It’s easy for everyone, especially wine lovers on either coast to lose sight of what wine consumption in America is really like. Especially in the cocoon that is the San Francisco Bay Area, it’s extremely hard to imagine what most Americans are drinking when we have such a bounty of fine wine available to us nearly everywhere and all the time.
Thankfully, there’s someone out there keeping track. Since 1988 Restaurant Wine Magazine has been carefully surveying distributors, consumers, and the restaurant industry to determine, with some accuracy, what are the top wines ordered in American restaurants by consumers. The results (which I’ve published before) are always sobering, especially to my readers.
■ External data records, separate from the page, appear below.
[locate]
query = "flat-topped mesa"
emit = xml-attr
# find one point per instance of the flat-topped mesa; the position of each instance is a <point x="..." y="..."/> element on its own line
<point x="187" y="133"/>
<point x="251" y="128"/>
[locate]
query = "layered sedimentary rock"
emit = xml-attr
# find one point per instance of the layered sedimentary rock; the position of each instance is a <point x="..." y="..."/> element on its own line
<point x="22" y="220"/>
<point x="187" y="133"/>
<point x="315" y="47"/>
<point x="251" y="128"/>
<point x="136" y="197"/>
So without further ado, here’s the list of the top 10 wines ordered in American restaurants in 2005:
1. Kendall-Jackson Vintner’s Reserve Chardonnay
2. Beringer Vineyards White Zinfandel
3. Cavit Pinot Grigio
4. Sutter Home White Zinfandel
5. Inglenook Chablis
6. Woodbridge Chardonnay
7. Franzia Winetaps Vintner Select White Zinfandel
8. Yellow Tail Chardonnay
9. Yellow Tail Shiraz
10. Ecco Domani Pinot Grigio
Sobering, isn’t it? This is the world of wine that millions of Americans live in, a world that is very far away from Vinography’s universe and likely yours as well. So what are we talking in terms of volume here? According to the study these top 10 wines, along with next fifty in popularity make up 30% of all the wine sales in the US, at a whopping $3.5 billion in total spending.
Interestingly a full 34% of these top sixty wines were Chardonnays, and white wines outsold reds by a factor of over two-to-one.
You can read about these stats and more in the full report (107k PDF file). I suggest having a glass of something in hand as you read, and if you want to feel good about yourself, you might make sure that it comes from a bottle that costs more than eight bucks.